Manuel Marchetti in Messico

Manuel Marchetti in abito messicano

 

E il vino?

Il vino era parte quotidiana del lavoro di mio padre. La Cinzano produceva ed esportava vini e Vermouth in tutto il Mondo e il Guatemala era un importante centro produttivo per l'America Centrale. Negli anni ’50 e ‘60 il marchio Cinzano era più famoso e diffuso della Coca Cola. Il vino faceva parte della nostra vita familiare e lavorativa. Per me, era anche uno straordinario gioco.

In che senso?

Quando nel 1965 ci trasferimmo dal Guatemala al Messico, sempre negli stabilimenti Cinzano, ricordo che passavo ore in azienda a fantasticare tra i grandi macchinari dell’azienda diretta da mio padre. Vivevamo accanto agli impianti. Scorrazzavo in mezzo alle vasche e alle pompe dei vini. C'erano contenitori  da mille ettolitri e distillatori così grandi che, nella mia fantasia, diventavano navi spaziali.

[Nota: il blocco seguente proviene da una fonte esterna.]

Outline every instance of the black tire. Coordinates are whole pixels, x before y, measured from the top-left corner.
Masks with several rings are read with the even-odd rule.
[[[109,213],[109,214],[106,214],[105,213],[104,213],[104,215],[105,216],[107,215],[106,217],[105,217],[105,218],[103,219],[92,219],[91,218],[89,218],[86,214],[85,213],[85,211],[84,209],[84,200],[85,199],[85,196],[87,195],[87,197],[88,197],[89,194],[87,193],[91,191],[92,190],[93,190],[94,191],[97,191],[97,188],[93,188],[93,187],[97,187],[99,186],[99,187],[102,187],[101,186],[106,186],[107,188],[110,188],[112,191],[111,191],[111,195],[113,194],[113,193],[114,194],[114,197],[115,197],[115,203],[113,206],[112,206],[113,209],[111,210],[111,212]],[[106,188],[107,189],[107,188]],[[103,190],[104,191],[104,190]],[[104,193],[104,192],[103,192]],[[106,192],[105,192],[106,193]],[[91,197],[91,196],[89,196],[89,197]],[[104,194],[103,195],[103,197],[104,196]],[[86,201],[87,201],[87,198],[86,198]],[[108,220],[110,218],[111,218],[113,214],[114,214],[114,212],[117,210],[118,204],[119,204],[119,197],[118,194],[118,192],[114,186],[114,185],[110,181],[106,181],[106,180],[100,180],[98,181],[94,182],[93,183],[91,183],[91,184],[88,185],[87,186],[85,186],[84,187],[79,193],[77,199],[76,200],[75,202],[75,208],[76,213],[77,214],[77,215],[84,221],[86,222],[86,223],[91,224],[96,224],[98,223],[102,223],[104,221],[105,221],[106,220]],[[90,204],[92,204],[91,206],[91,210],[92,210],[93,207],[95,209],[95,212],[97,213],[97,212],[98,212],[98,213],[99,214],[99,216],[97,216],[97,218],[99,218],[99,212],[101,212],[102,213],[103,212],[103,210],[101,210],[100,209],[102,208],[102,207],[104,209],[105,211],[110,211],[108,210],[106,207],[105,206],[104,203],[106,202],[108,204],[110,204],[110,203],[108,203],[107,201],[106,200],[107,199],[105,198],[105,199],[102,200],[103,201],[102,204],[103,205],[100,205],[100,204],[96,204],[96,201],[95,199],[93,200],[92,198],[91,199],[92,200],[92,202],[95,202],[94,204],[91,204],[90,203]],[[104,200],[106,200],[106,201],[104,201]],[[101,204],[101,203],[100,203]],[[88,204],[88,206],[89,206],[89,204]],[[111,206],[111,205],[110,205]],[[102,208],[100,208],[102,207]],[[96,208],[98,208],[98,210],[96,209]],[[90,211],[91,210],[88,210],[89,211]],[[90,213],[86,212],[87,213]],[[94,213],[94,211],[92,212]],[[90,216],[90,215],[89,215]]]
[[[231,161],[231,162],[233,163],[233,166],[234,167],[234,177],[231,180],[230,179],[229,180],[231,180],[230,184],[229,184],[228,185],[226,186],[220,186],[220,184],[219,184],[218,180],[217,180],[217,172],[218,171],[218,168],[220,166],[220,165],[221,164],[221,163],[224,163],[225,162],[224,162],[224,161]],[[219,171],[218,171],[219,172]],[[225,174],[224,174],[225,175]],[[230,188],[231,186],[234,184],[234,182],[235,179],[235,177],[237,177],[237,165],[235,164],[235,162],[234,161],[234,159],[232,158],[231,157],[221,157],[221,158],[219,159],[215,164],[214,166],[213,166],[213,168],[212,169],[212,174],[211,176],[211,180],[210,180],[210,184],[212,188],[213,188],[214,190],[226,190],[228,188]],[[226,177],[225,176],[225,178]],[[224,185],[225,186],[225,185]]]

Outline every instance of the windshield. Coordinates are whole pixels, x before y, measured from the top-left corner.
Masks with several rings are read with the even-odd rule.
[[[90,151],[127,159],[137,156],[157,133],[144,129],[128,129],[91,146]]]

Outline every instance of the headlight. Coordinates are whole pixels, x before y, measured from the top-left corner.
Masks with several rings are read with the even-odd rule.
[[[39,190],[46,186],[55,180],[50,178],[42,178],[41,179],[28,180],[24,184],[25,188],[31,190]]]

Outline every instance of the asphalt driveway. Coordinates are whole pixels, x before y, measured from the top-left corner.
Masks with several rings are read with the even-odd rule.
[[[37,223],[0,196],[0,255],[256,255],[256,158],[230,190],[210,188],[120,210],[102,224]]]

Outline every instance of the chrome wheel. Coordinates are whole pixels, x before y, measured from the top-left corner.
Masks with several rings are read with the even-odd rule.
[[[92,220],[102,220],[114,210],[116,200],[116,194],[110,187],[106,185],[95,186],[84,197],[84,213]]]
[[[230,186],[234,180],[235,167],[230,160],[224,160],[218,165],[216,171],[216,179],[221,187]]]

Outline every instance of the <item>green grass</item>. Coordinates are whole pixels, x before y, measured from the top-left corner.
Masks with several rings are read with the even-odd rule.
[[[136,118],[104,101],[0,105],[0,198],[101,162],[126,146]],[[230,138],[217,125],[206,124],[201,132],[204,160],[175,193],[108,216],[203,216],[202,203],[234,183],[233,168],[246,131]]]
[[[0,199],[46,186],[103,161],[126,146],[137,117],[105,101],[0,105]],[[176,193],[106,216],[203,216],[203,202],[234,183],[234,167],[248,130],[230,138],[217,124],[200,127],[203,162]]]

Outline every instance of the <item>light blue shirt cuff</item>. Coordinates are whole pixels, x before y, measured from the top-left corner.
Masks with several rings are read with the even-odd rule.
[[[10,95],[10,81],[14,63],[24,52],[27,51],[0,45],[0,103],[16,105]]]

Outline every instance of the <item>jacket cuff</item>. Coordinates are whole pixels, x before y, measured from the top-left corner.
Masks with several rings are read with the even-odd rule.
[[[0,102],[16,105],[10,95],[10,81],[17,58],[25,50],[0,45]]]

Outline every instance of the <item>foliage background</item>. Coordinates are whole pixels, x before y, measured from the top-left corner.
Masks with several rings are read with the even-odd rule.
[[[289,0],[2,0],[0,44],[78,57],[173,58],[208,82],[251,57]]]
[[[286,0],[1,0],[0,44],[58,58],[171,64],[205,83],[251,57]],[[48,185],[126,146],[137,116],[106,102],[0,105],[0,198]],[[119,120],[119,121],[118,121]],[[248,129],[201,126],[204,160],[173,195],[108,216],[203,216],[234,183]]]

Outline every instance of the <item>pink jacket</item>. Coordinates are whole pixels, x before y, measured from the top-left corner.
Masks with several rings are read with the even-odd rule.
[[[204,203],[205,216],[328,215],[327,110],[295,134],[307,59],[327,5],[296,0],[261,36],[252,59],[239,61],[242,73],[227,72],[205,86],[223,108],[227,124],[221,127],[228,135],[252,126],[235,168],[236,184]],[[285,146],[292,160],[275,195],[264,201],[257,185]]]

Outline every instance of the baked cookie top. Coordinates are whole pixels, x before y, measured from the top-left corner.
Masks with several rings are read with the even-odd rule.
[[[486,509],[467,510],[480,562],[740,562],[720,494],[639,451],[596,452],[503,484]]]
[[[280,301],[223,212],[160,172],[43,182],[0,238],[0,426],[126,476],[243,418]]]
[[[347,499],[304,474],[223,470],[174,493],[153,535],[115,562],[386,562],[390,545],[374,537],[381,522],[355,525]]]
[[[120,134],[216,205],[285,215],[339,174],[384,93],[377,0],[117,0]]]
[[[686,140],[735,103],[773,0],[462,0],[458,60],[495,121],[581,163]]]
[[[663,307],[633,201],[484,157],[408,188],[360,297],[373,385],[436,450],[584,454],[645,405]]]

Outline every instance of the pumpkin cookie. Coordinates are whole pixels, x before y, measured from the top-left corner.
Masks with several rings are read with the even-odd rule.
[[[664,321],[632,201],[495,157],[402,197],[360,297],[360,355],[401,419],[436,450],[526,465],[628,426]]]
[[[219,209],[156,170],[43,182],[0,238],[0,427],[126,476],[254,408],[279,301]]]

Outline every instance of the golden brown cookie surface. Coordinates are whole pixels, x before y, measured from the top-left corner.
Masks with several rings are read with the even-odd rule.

La famiglia Marchetti in Messico

Manuel Marchetti con la sorella e il papà in Messico

 

Com’era il Messico degli anni 60?

Era un paese in continuo fermento. Caotico, disordinato. Ma con le sue strane regole. Vissi in Messico gli anni della mia adolescenza e quelli del liceo, fino ai 18 anni. Ero un ragazzo vivace, curiosissimo, sperimentatore. Non mi spaventava nulla e mi entusiasmavano l’azione e l’avventura. A 14 anni guidavo senza patente, con tanto di inseguimenti con la polizia! Poi il Messico divenne sempre più pericoloso, politicamente instabile e inquinato: non era più il posto dove la mia famiglia vedeva realizzarsi il proprio futuro. 

Cosa accadde?

La Cinzano pensava di spostare alcuni stabilimenti in California e mio padre fece di tutto per farsi trasferire. Nell’attesa, io mi iscrissi all’università di Austin, Texas, per studiare computer science. Fu uno dei periodi più belli della mia vita, anche se breve: conobbi moltissimi ragazzi e vissi il sogno americano. Erano i primi anni ’80. Ad Austin vissi un anno, aspettando la chiamata di mio padre. Che, quando arrivò, non fu esattamente come mi aspettavo.

Austin, anni '70

Vista di Austin negli anni '80

 

La Cinzano non si stabilì in California?

Il progetto fu abortito e mio padre decise di tornare in Italia. Io lo seguii pensando che, in fondo, l’Italia rappresentava la mia vera patria. Era il luogo delle mie radici, delle tradizioni. Il luogo dove abitava la mia famiglia allargata: i nonni, gli zii, i cugini. Non parlavo l’italiano, non conoscevo la cultura del paese. Conoscevo il Belpaese solo dalle mie sporadiche vacanze. Ma ero pronto per una nuova avventura, per ritornare nel luogo da dove i miei genitori, vent’anni prima, erano partiti per il Nuovo Mondo.